State Key Laboratory Breeding Base of Systematic Research, Development and Utilization of Chinese Medicine Resources, Chengdu University of Traditional Chinese Medicine, Chengdu 611137, China.
Food Funct. 2018 Nov 14;9(11):5903-5911. doi: 10.1039/c8fo01376d.

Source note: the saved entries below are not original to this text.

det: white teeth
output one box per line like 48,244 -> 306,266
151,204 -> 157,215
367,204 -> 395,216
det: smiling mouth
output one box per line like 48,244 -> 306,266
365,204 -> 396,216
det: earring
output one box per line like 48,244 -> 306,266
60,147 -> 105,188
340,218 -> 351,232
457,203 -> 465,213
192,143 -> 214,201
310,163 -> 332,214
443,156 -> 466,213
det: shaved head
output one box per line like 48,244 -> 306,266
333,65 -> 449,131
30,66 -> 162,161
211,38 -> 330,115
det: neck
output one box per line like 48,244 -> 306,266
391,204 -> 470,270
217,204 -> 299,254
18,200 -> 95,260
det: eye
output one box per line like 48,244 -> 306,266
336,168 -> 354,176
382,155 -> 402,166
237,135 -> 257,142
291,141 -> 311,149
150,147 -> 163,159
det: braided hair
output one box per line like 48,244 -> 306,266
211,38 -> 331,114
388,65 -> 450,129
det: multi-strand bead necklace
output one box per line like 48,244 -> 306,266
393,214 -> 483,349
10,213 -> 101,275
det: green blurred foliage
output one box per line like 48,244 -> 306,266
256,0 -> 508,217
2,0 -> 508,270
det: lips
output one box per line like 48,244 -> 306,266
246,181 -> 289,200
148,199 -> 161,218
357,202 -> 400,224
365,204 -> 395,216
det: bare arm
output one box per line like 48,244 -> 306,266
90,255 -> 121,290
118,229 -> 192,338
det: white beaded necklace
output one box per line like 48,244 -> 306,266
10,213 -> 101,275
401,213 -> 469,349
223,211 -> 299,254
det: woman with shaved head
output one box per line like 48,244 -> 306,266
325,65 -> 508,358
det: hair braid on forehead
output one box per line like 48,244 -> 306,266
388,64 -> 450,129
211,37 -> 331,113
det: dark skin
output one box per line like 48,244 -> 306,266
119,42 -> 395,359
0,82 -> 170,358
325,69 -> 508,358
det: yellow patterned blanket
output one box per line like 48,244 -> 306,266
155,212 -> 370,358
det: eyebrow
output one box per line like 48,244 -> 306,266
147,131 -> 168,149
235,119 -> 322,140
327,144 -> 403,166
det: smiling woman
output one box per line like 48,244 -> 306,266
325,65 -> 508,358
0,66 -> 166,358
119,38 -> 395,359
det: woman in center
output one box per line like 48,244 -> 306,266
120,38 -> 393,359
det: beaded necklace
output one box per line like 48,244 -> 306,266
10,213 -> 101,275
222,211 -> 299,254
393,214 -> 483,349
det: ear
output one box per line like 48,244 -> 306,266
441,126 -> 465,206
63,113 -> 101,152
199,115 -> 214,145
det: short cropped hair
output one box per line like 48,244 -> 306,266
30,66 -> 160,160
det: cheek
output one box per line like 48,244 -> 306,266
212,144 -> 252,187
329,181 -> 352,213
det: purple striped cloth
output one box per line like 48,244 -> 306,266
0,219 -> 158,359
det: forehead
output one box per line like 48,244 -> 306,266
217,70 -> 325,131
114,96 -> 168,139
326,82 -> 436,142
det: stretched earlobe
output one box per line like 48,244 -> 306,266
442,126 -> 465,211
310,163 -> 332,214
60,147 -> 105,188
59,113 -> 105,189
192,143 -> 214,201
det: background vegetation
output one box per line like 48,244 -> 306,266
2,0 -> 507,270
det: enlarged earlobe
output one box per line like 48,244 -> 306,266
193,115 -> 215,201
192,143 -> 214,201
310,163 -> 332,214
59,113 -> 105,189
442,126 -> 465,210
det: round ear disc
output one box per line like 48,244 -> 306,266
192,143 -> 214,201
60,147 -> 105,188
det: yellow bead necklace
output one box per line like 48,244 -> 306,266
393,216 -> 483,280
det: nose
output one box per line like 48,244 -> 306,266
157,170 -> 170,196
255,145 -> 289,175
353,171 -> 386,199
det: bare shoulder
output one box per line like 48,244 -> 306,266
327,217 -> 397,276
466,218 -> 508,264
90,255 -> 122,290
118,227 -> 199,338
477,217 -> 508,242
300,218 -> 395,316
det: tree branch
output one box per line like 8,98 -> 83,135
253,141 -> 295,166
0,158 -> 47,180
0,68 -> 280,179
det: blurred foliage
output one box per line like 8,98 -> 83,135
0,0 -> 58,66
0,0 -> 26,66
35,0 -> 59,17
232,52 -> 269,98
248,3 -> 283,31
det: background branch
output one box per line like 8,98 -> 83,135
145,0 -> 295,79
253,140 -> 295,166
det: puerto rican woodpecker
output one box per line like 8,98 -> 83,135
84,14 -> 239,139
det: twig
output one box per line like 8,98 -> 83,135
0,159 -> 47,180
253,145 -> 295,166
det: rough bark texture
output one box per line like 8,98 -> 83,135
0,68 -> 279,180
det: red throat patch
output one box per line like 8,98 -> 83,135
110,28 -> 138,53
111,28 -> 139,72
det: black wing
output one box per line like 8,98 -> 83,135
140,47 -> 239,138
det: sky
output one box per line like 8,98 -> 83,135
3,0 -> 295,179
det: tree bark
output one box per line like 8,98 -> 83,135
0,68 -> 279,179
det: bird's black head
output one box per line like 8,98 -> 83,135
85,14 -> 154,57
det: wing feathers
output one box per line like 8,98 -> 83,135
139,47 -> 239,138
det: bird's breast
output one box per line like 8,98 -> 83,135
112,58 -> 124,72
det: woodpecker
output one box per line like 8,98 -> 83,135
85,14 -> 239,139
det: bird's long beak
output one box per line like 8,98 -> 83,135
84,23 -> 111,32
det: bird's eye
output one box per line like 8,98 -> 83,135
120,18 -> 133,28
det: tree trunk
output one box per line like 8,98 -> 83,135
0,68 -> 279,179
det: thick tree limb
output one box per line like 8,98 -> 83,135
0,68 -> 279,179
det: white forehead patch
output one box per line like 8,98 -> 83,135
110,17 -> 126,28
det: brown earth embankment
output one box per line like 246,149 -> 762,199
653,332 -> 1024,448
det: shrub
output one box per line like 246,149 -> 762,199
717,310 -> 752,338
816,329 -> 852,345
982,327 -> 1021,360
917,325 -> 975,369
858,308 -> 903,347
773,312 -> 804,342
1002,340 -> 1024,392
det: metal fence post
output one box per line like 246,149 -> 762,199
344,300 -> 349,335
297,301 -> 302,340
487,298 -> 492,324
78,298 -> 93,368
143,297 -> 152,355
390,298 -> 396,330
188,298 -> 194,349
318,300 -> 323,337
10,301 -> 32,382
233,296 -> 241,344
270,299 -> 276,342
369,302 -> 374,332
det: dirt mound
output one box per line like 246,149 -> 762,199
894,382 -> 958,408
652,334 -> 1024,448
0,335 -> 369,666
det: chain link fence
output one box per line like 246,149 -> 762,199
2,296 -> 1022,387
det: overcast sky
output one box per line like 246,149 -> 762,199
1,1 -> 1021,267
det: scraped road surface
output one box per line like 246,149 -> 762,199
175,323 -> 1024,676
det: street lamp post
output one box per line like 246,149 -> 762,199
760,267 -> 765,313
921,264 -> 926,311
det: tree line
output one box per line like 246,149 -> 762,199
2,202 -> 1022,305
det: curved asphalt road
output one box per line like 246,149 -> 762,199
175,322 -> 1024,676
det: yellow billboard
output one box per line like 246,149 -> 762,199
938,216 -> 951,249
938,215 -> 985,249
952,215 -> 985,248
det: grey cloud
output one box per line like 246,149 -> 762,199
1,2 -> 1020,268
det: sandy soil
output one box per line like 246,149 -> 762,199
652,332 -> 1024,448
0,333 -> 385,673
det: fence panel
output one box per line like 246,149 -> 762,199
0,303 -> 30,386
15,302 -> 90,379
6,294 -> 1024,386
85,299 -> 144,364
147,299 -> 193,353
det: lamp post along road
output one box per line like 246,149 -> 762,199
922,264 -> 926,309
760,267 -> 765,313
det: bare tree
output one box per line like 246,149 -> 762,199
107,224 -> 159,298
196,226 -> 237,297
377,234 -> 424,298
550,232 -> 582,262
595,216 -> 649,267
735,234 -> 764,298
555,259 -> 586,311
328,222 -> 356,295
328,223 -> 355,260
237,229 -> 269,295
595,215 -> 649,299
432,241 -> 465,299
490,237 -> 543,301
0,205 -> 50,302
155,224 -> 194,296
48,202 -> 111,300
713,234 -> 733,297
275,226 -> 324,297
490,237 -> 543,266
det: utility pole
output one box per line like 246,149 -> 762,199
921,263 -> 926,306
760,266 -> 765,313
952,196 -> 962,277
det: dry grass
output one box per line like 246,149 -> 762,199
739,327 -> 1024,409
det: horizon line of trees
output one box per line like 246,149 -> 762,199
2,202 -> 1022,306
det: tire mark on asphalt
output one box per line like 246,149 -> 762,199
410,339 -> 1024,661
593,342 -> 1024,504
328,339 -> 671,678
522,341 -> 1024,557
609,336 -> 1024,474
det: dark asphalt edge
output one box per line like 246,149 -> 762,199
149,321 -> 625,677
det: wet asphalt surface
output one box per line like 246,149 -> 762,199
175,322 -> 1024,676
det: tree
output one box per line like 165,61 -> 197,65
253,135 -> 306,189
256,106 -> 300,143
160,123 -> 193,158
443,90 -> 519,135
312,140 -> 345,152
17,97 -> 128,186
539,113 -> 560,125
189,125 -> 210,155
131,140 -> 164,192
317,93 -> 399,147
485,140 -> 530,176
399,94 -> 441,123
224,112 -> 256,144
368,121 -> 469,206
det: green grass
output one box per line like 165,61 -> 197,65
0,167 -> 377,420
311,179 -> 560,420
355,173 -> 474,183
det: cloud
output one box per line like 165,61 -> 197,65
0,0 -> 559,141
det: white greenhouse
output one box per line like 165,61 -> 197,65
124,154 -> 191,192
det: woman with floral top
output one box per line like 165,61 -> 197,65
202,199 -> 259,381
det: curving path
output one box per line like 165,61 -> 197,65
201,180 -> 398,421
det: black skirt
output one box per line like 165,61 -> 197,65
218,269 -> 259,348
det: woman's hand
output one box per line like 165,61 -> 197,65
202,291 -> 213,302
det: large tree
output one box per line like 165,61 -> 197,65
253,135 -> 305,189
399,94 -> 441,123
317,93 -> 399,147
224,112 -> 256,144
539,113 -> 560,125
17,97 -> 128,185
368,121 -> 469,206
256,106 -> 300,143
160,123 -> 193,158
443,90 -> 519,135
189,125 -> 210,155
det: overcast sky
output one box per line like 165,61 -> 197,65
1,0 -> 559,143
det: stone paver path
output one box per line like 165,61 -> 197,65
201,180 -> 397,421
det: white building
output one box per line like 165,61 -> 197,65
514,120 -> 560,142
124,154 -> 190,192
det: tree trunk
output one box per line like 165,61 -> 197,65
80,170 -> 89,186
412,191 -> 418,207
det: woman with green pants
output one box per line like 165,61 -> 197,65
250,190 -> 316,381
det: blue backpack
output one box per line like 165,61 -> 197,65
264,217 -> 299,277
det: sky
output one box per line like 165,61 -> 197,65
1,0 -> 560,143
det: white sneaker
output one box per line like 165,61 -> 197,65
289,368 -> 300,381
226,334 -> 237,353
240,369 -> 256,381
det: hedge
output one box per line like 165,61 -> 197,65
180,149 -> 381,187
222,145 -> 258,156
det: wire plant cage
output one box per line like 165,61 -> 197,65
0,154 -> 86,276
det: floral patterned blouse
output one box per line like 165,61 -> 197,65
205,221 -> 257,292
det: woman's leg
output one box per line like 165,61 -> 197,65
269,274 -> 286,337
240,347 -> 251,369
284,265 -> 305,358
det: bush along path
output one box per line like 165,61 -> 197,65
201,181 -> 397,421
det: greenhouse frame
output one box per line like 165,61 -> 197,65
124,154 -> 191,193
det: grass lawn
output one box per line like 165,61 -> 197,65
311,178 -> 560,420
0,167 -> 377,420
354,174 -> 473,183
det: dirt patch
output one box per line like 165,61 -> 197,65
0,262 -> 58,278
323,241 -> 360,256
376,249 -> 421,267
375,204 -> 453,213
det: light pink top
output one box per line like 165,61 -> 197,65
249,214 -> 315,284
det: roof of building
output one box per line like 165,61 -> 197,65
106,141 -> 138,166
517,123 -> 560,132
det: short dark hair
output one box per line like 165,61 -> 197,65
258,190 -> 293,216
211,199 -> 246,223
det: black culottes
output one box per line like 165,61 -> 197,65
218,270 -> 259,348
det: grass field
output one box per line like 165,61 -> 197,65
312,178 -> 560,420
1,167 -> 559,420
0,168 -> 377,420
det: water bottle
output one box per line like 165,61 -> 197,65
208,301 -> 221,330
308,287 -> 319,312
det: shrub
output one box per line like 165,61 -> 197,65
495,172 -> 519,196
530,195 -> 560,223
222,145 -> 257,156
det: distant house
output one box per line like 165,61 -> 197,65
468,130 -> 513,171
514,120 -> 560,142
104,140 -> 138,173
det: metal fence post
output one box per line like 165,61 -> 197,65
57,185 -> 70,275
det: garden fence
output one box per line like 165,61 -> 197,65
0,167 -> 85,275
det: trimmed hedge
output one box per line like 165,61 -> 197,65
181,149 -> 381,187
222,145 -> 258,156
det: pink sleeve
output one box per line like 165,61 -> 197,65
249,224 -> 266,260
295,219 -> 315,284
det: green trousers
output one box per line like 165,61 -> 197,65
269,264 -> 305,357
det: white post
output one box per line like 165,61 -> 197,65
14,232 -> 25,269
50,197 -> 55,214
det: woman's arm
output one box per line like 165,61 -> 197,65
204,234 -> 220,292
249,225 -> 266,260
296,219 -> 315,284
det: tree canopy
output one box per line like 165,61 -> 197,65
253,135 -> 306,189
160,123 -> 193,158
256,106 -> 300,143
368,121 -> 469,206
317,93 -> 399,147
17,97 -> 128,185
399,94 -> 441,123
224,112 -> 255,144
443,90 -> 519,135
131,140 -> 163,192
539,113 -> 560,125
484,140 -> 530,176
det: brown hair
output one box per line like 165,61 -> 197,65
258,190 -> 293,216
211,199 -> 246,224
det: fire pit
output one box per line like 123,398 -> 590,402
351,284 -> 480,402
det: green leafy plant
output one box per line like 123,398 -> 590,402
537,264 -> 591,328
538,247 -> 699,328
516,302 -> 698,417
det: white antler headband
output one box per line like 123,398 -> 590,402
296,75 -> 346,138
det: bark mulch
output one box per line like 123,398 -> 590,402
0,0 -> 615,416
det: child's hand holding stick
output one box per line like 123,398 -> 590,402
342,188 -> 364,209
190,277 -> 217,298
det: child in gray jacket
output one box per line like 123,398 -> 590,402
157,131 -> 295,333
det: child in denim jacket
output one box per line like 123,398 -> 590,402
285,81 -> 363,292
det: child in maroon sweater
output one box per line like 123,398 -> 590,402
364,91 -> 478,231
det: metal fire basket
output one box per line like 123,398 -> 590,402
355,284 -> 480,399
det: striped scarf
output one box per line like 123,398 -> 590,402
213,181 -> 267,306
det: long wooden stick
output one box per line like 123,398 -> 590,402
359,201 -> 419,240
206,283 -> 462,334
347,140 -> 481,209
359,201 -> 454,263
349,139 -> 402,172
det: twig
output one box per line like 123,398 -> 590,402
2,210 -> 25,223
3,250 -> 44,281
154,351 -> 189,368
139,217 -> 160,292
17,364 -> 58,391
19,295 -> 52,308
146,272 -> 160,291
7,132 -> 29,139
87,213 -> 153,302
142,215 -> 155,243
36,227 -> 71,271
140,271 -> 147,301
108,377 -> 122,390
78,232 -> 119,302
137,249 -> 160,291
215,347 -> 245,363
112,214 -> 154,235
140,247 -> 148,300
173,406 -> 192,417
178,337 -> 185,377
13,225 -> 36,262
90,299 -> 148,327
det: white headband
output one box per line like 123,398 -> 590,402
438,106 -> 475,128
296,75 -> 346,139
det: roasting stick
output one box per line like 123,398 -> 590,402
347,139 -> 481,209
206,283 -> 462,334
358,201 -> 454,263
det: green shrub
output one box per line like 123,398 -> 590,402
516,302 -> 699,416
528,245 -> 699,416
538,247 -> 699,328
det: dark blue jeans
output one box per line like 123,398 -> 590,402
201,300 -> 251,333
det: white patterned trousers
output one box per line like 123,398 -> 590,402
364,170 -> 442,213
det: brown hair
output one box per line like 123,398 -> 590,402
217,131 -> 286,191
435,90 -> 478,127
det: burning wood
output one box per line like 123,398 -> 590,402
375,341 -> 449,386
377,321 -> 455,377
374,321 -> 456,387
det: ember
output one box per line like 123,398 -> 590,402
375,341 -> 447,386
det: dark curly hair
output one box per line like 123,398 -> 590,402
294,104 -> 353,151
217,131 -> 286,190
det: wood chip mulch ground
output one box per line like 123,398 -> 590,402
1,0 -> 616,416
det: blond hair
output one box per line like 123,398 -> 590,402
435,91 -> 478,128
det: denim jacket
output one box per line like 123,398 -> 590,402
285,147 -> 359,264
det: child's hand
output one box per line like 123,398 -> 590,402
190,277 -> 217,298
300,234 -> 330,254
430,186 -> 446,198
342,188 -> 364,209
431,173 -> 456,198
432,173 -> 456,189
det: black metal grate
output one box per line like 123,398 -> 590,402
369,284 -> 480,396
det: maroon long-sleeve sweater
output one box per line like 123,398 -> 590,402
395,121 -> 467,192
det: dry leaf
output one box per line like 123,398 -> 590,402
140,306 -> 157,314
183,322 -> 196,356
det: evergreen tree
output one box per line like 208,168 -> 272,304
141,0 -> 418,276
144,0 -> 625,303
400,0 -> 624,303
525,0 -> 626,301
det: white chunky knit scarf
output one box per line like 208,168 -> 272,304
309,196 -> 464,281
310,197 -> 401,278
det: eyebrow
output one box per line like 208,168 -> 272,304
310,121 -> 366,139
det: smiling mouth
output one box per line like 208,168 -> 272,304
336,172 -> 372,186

Porcini are a source of popular food products with many beneficial functions and the internal quality of these mushrooms is largely determined by many factors. An additional data fusion strategy based on low-level data fusion for two portions (cap and stipe) and mid-level data fusion for two spectroscopic techniques (UV and FTIR) was developed to discriminate porcini mushrooms from different species and origins. Based on a finally obtained data array, four mathematical algorithms including PLS-DA, k-NN, SVM and RF were comparatively applied to build classification models. Each calibrated model was developed after selecting the best debug parameters and then a test set was used to validate the established model. The results showed that the SVM algorithm based on a GA procedure searching for parameters had the best performance for discriminating different porcini samples with the highest cross-validation, specificity, sensitivity and accuracy of 100.00%. Our study proved the feasibility of two spectroscopic techniques for the discrimination of porcini mushrooms originated from different species and origins. This proposed method can be used as an alternative strategy for the quality detection of porcini mushrooms.
牛肝菌是一种受欢迎的食品,具有许多有益的功能,这些蘑菇的内部质量在很大程度上取决于许多因素。本研究提出了一种基于低水平数据融合(两部分,菌盖和菌柄)和中水平数据融合(两种光谱技术,UV 和 FTIR)的附加数据融合策略,用于区分不同种类和来源的牛肝菌。基于最终获得的数据数组,应用了包括 PLS-DA、k-NN、SVM 和 RF 在内的四种数学算法来构建分类模型。每个校准模型都是在选择最佳调试参数后开发的,然后使用测试集来验证建立的模型。结果表明,基于 GA 程序搜索参数的 SVM 算法在区分不同牛肝菌样本方面表现最佳,交叉验证、特异性、敏感性和准确性的最高值分别为 100.00%。本研究证明了两种光谱技术用于区分不同种类和来源的牛肝菌的可行性。该方法可以作为牛肝菌质量检测的替代策略。